The velocity-time graph is defined as a graphical representation of the velocity of a body in motion with respect to time.
Generally, velocity is assigned to the y-axis, and time is pointed on the x-axis.
This graph type is also written as a v-t graph or velocity-time graph.
The diagram below depicts a few velocity-time graphs, each depicting a specific type of linear motion.
- Velocity-time graph for motion with constant velocity
- Velocity-time graph for motion with uniform acceleration
- Velocity-time graph for motion with uniform retardation
- Velocity-time graph for non-uniform acceleration & retardation
- Velocity Time Graph – Case Study with numerical calculation
- Displacement from Velocity Time Graph
Velocity-time graph for motion with constant velocity
Velocity-time graph for motion with uniform acceleration
Velocity-time graph for motion with uniform retardation
Velocity-time graph for non-uniform acceleration & retardation
As we practically travel in linear motion, sometimes we have a uniform velocity, sometimes we just accelerate for a duration. And again we slow down through retardation.
Here in this post, we will explain a case study of this kind of motion. The velocity-time graph presented here with the case study shows you all these kinds of scenarios.
Velocity Time Graph – Case Study with numerical calculation
From the above v-t graph, find out the distance traveled in each section A, B, C, and D.
Also, find out the total distance traveled.
Explanation – section A
During this period velocity has changed from zero to 5 m/s.
And this change happened in a time duration of 10 seconds. That means the object in motion had an accelerated motion during this period.
From the equation of acceleration we get acceleration for section A = (v-u)/t = (5-0)/10 = 0.5 m/s2
[ t = time duration of a period = time at end of a period(t2) – time at the beginning of that period (t1) ]
The distance traversed in this period A = S1
= ut + ½ a t^2
S1 = 0 + ½ .0.5. 10^2=25 meter
Explanation – section B
Here, you can see that the velocity didn’t change at all and stayed at 5 m/s for the duration of (30-10) sec = 20 seconds.
So for a duration of 20 seconds of period B, the object had a uniform motion with velocity 5 m/s.
Now the distance traversed in this period B = S2 = v t = 5.20 m=100 m
Explanation – section C
In section C the object had again accelerated and changed its velocity from 5 m/s to 15m/s. And the time taken to make this velocity rise is = (40-30) s=10 seconds. we get the value of acceleration as =(v-u)/t =(15-5)/10 = 1 m/s^2
We can calculate the distance travelled during this period = S3.
S3 = ut + ½ a t^2 = 5.10 + 1/2 . 1.10^2 = 100 m
Explanation – section D
In this section we find the object slowing down to zero from a velocity of 15 m/s. And for this it took a time period of = (50-40)sec=10 seconds again.
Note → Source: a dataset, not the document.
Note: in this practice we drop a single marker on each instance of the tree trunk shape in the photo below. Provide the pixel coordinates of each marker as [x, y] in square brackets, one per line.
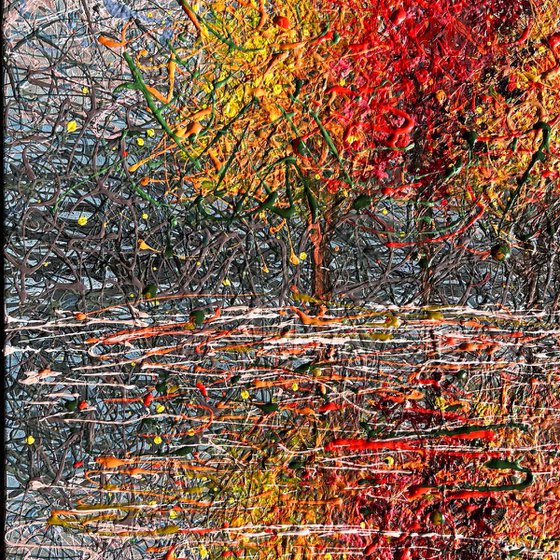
[319, 236]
The retardation during this period is = (0-15)/10= – 1.5 m/s^2. (note the negative sign)
The distance travelled in this period is = S4
S4 = ut + ½ a t^2 = 15.10 – 1/2 . 1.5.10^2 = 75 m
Case study (section A,B,C,D) – summary
Along the path the velocity has changed from zero to 5 m/s, then 15 m/s, and then again back to zero.
The body has experienced different values of acceleration, even had uniform motion and retardation.
The total distance travelled in 4 sections = (25+100+100+75)m = 300 meter.
Displacement from Velocity Time Graph
In the absence of a position-versus-time graph, a velocity-versus-time graph provides useful information about the change in position, or displacement, of an object.
When an object travels with a constant velocity, it is obvious that the displacement of the object is equal to the area under a velocity-versus-time graph of its motion.
However, it is not so obvious when the motion is not constant. The graphs below describe the motion of an object that has an increasing velocity.
The motion of the object can be approximated by dividing it into time intervals of Δt and assuming that the velocity during each time interval is constant.
The approximate displacement during each time interval is equal to s = Vav t which is the same as the area under each rectangle. The approximate total displacement is therefore equal to the total area of the rectangles.
To better approximate the displacement, the graph can be divided into smaller time intervals. The total area of the rectangles is approximately equal to the displacement.
By dividing the graph into even smaller time intervals, even better estimates of the displacement can be made.
In fact, by continuing the process of dividing the graph into smaller and smaller time intervals, it can be seen that the displacement is, in fact, equal to the area under the graph.